I belive I am correct here.
Differentiate the funcion with respect to ‘t’ and have shown the ‘rate of change’ when t is 5

looks fine

#### Otis

##### Elite Member
$$\displaystyle \frac{dv}{dt}(5)$$ …
Hi Mathmasteriw. That's an interesting form of function notation that I've never seen before. I'm curious. Where did you see it?

#### HallsofIvy

##### Elite Member
I have seen that in many places.
$$\displaystyle \frac{dv}{dt}(5)= \frac{dv(5)}{dt}$$.
meaning the derivative of v with respect to t, evaluated at t=5
Some people would prefer the first to the second on the grounds that the second could be interpreted as the derivative of the constant v(5) which is, of course, 0.

#### Jomo

##### Elite Member
Personally I think the answer is (dv/dt)(5) = -2e^(-2.5) or -2/e^2.5. -.164 is an approximation and not the exact answer.

#### Otis

##### Elite Member
… -0.164 is an approximation and not the exact answer.
Good point, Jomo, but we don't know for sure what the given instructions may have said.

#### Otis

##### Elite Member
I have seen that [derivative notation] in many places …
Thanks, Halls. It prompted me to think of and ponder this:

$\frac{\text{dv}}{\text{dt}} \bigg\rvert_{5} = -0.164$

I've never seen that done, either, but it makes sense.

… Some people would prefer [$$\; \frac{dv}{dt}(5) \;$$] to [$$\; \frac{dv(5)}{dt} \;$$] …
Agree!

#### Jomo

##### Elite Member
How I look at it is that $$\displaystyle \dfrac{dv}{dt}$$ is a function of t. Just because the name of the function is a bit strange looking does not change its notion. $$\displaystyle \dfrac{dv}{dt}=\dfrac{dv}{dt}(t)$$ and $$\displaystyle \dfrac{dv}{dt}$$ evaluated at t= 5 is denoted as $$\displaystyle \dfrac{dv}{dt}(5)$$.

I have used this notation frequently. I have also seen $$\displaystyle \dfrac{dv}{dt}(5)$$ written as $$\displaystyle \dfrac{dv}{dt}|_{t=5}$$

#### Mathmasteriw

##### Junior Member
Hi Mathmasteriw.

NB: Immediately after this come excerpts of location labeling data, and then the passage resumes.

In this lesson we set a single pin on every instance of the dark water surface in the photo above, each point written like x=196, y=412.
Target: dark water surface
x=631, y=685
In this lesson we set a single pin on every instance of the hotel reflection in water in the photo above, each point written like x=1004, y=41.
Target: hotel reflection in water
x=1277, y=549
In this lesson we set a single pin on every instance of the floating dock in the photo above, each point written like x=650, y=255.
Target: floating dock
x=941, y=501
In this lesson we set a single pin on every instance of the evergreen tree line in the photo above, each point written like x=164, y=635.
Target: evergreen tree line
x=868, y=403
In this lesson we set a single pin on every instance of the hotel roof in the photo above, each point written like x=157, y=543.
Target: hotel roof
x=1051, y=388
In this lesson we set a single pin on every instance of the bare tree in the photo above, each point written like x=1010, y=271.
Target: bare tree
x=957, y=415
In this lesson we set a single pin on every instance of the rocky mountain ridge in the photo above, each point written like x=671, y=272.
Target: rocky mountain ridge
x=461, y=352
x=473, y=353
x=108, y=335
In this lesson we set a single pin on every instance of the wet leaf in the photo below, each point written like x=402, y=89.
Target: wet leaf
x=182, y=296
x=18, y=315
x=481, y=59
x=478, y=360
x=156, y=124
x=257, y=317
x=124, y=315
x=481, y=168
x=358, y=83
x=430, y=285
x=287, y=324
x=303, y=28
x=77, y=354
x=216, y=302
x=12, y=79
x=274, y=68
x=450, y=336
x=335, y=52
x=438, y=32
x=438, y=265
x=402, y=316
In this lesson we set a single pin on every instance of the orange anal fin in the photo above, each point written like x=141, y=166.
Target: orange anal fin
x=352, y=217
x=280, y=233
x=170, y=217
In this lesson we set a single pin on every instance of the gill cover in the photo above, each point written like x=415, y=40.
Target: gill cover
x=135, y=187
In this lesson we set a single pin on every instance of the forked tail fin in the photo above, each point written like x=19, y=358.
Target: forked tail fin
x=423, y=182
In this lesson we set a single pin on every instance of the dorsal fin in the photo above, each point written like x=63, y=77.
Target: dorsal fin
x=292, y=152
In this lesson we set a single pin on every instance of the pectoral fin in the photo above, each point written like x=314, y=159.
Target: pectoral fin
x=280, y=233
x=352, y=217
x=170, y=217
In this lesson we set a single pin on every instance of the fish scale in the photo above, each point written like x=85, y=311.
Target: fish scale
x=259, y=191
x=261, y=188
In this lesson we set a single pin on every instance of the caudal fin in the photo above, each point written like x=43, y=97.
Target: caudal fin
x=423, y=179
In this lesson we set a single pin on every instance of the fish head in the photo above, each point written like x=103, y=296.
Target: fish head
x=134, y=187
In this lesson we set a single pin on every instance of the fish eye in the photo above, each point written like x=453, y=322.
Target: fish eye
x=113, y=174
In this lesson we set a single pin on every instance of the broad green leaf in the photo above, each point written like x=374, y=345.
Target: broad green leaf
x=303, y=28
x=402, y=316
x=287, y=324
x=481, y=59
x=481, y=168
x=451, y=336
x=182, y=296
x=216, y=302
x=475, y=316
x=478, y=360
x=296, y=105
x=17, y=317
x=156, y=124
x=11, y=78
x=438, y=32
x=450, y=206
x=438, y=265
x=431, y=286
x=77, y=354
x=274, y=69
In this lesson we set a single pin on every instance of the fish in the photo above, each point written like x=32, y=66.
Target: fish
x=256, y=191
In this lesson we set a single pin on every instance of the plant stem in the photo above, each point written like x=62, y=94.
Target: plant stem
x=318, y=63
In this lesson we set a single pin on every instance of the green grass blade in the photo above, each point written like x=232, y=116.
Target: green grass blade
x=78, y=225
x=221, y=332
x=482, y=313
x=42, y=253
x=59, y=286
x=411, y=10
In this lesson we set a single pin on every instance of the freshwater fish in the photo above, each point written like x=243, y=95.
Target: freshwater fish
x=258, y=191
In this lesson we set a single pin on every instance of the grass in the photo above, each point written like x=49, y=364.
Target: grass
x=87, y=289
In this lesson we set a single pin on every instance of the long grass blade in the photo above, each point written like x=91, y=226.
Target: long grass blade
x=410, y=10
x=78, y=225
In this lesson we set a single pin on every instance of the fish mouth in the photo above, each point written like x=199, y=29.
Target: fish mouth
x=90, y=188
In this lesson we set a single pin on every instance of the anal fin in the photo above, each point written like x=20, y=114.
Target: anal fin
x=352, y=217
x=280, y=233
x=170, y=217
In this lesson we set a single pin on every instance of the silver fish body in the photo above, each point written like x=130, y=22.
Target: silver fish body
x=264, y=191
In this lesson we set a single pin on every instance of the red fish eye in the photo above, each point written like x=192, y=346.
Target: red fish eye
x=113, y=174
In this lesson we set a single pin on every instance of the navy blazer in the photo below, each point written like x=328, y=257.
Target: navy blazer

That's an interesting form of function notation that I've never seen before. I'm curious. Where did you see it?

I owe a lot to what I have learned to this page

#### topsquark

##### Senior Member
$$\displaystyle \dfrac{dv}{dt}|_{t=5}$$
If memory serves me I've seen this in many forms in Math texts but the above quote is the only way I've seen Physicists write it.